ADAC air rescue testing manned multicopters in emergency medical services
- ADAC foundation supports feasibility study for model regions in Bavaria and Rhineland Palatinate
- Pilot project with manned multicopters manufactured by Volocopter in Bruchsal/Germany
- The object is to get emergency doctors to patients faster
(ADAC Luftrettung gGmbH) ADAC Luftrettung is the first air rescue organisation in the world to test the use of manned multicopters in emergency medical services – both in theory and in practice. The charitable company from Munich has started a feasibility study for the groundbreaking pilot project, supported by the ADAC foundation. For this purpose, two model regions have been selected in Germany: the emergency service area of Ansbach with the Dinkelsbühl HEMS base in Bavaria, and the State of Rhineland Palatinate.
Starting in the spring of 2019, the Institut für Notfallmedizin und Medizinmanagement (INM, Institute for Emergency Medicine and Medical Management) at Ludwig Maximilian University in Munich will computer-simulate aeromedical missions using Volocopters for both regions. Volocopters, manufactured by the company of the same name in Bruchsal/Germany, are novel vertical take-off and landing craft which are based on drone technology and electric-powered. Within the framework of the pilot project, they will be specifically adapted for emergency services and used as air shuttles for emergency doctors. The object is to get the physician to the patient faster than rapid response vehicles can to provide better care.

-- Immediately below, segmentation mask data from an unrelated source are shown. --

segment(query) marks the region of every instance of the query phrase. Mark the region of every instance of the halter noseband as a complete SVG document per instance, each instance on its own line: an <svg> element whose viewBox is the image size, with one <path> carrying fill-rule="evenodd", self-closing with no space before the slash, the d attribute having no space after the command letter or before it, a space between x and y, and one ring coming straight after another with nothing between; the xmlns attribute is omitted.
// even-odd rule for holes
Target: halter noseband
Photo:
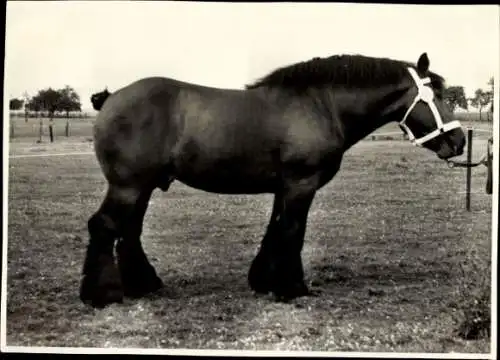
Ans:
<svg viewBox="0 0 500 360"><path fill-rule="evenodd" d="M439 111L436 107L436 104L434 104L434 92L432 91L432 89L430 87L425 86L425 84L429 84L431 82L431 79L428 77L423 78L423 79L420 78L418 76L417 72L415 71L415 69L413 69L411 67L408 68L408 72L410 73L411 77L415 81L415 84L417 85L417 90L418 90L417 96L413 100L413 103L410 105L408 110L406 110L406 114L403 117L403 120L401 120L399 123L399 125L406 131L406 133L408 135L408 139L413 144L415 144L417 146L421 146L423 143L425 143L431 139L434 139L435 137L437 137L445 132L462 127L462 125L460 124L460 122L458 120L453 120L453 121L450 121L446 124L443 123L443 120L441 119L441 115L439 114ZM410 130L410 128L408 127L408 125L406 125L405 122L406 122L406 118L408 117L408 115L410 115L411 111L413 110L415 105L417 105L417 103L419 101L423 101L424 103L426 103L429 106L429 108L432 112L432 115L434 116L434 120L436 121L436 130L434 130L434 131L430 132L429 134L424 135L420 138L416 138L415 135L413 135L413 132Z"/></svg>

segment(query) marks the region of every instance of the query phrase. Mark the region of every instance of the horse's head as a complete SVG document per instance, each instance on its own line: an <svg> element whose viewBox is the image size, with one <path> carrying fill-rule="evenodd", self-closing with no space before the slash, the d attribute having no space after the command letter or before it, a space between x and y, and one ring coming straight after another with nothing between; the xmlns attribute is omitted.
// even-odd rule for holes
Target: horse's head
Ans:
<svg viewBox="0 0 500 360"><path fill-rule="evenodd" d="M408 76L407 110L399 123L403 131L415 145L434 151L441 159L461 155L465 134L443 101L443 79L429 72L426 53L420 56L416 68L408 67Z"/></svg>

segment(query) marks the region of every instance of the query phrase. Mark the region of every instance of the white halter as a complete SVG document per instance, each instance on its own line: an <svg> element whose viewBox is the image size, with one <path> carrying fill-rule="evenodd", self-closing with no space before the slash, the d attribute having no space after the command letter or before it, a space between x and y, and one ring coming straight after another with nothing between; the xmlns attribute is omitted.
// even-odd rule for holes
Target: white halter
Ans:
<svg viewBox="0 0 500 360"><path fill-rule="evenodd" d="M408 139L413 144L415 144L417 146L421 146L423 143L425 143L431 139L434 139L435 137L437 137L445 132L462 127L462 125L460 124L460 122L458 120L453 120L453 121L450 121L446 124L443 123L443 120L441 119L441 115L439 114L439 111L436 107L436 104L434 104L434 92L432 91L432 89L430 87L425 86L425 84L428 84L431 82L431 79L428 77L421 79L418 76L415 69L413 69L411 67L408 68L408 71L410 72L411 77L415 81L415 84L417 85L417 90L418 90L417 96L413 100L413 103L410 105L408 110L406 110L406 114L403 117L403 120L401 120L401 122L399 123L399 125L401 125L401 127L408 134ZM434 130L431 133L417 139L415 137L415 135L413 135L413 132L410 130L408 125L406 125L405 121L406 121L406 118L408 117L408 115L410 115L411 111L413 110L415 105L417 105L417 103L419 101L425 102L429 106L429 108L431 109L432 115L434 115L434 120L436 121L436 130Z"/></svg>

Initial research flights will be carried out in just a few months’ time. The first results showing the potential usability and the cost-effectiveness of such aircraft in emergency medical services are planned for the autumn/winter of 2019.
“The Volocopter is based on a technical platform permitting its diverse and reliable use as an air taxi, heavy lifting drone, or in rescue missions,” says Florian Reuter, CEO of Volocopter. “I firmly believe in the Volocopter’s potential for large-scale use as an air shuttle for emergency doctors, and I look forward to our joint systematic validation with ADAC air rescue.”

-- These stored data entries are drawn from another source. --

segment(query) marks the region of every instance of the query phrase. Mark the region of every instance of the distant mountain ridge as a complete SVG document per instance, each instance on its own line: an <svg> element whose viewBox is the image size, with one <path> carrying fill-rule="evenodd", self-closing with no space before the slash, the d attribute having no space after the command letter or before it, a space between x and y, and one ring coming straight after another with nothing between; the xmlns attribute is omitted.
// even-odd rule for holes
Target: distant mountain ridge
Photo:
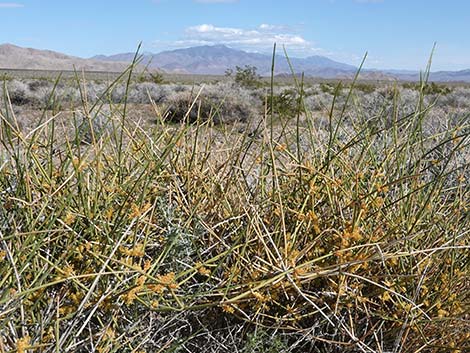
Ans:
<svg viewBox="0 0 470 353"><path fill-rule="evenodd" d="M127 66L127 63L83 59L52 50L22 48L13 44L0 45L1 69L68 71L75 68L86 71L120 72Z"/></svg>
<svg viewBox="0 0 470 353"><path fill-rule="evenodd" d="M130 62L135 53L116 55L98 55L94 60ZM276 75L290 75L291 69L285 56L277 55L275 58ZM357 67L324 56L310 56L307 58L289 58L296 73L304 72L306 76L341 79L352 78ZM229 48L225 45L198 46L185 49L163 51L157 54L146 53L142 56L142 64L149 68L158 68L168 73L188 73L221 75L227 69L236 66L255 66L263 76L271 74L272 57L266 54L249 53L243 50ZM361 71L361 78L366 80L404 80L419 81L420 73L412 70L368 70ZM430 74L430 80L436 82L470 82L470 70L438 71Z"/></svg>
<svg viewBox="0 0 470 353"><path fill-rule="evenodd" d="M91 59L106 61L130 62L134 53L123 53L111 56L98 55ZM353 65L340 63L324 56L310 56L307 58L290 58L296 71L305 72L309 76L336 78L341 75L350 75L357 68ZM163 51L158 54L144 54L142 64L153 69L166 72L190 73L202 75L221 75L227 69L236 66L255 66L258 73L263 76L271 74L272 57L266 54L249 53L243 50L229 48L225 45L199 46L186 49ZM291 72L285 56L276 56L276 74Z"/></svg>
<svg viewBox="0 0 470 353"><path fill-rule="evenodd" d="M419 81L420 73L395 74L404 81ZM435 71L429 74L429 81L434 82L466 82L470 83L470 69L459 71Z"/></svg>
<svg viewBox="0 0 470 353"><path fill-rule="evenodd" d="M89 59L70 56L51 50L22 48L13 44L0 45L0 69L30 70L85 70L122 72L135 57L135 53L97 55ZM324 56L289 58L295 73L326 79L351 79L357 67ZM236 66L255 66L263 76L271 75L272 57L266 54L250 53L229 48L225 45L198 46L185 49L163 51L157 54L144 53L140 66L158 69L167 73L223 75L227 69ZM275 75L291 74L288 60L283 55L275 58ZM361 71L365 80L404 80L418 81L420 73L411 70L365 70ZM460 71L437 71L430 74L435 82L470 83L470 69Z"/></svg>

Frédéric Bruder, Managing Director of ADAC air rescue, regards this study as the dawn of a new age in air rescue. “50 years ago, ADAC was among the first in Germany to field test the use of rescue helicopters. Consequently, it is only logical for us to be the first to lead German air rescue into the future with new technologies.”
Scheduled for 1.5 years, the feasibility study will cost approx. €500,000. The charitable ADAC foundation is supporting the study in connection with its funding priority of rescue in life-threatening situations. “Our goal in supporting this project is to improve emergency medical care, thereby making an important contribution to the future of the EMS system,” explains Dr Andrea David, Managing Director of the ADAC foundation. Scientific support for the project comes from the German Aerospace Center (DLR) with whom ADAC air rescue has already cooperated in research and development.
Volocopter is the global leader in the development of electrical vertical take-off and landing multicopters (eVTOL) as air taxis to fly people safely to their destination. The technical platform is extremely flexible and permits piloted, remote controlled, and fully autonomous flight. In addition, the unique design offers unprecedented degrees of safety based on the high level of redundancy in all critical components. As early as 2011 the company earned its entry into the history of aviation through the manned flight of the world’s first purely electrical multicopter. Since then, the young enterprise has set new milestones: in 2016 Volocopter obtained provisional licensing for a two-seater Volocopter from the German aviation authorities, and in 2017 the aviation start-up showcased the first ever autonomous flight of an urban air taxi in cooperation with RTA Dubai. In the meantime, the founders Stephan Wolf and Alexander Zosel have gathered an effective team of experienced managers like CEO Florian Reuter, CTO Jan-Hendrik Boelens, and CFO Rene Griemens. This has paved the way for the further expansion of the company. Daimler and Intel are among the investors in the company.
ADAC Luftrettung gGmbH
Operating more than 50 rescue helicopters out of 36 bases, the charitable ADAC air rescue service is one of the major HEMS organisations in Europe. Since 2017, the organisation has operated under the umbrella of the charitable ADAC foundation. The ADAC rescue helicopters are part of the German EMS system. If need be, they are requested by public-safety answering points after a 112 emergency call and deployed to rescue injured or ill persons. “Racing against time and for life” is the motto of ADAC Luftrettung gGmbH. One rule applies especially in the case of serious injuries or illness: the faster the patients are taken to an adequate hospital for treatment or attended to by an emergency doctor on site, the better are their chances of survival or convalescence.
The ADAC foundation
the charitable ADAC foundation promotes research and education to prevent accidents: scientific findings are meant to increase safety in road traffic and in non-professional motor sport. Moreover, the ADAC foundation works to raise awareness in children and teenagers of the dangers of road traffic. By promoting mobility research, the foundation contributes to furthering the sustainable development of road traffic. The foundation also provides relief for persons in need after an accident, helping to restore their mobility. Another funding priority is rescue in life-threatening situations by ADAC Luftrettung gGmbH.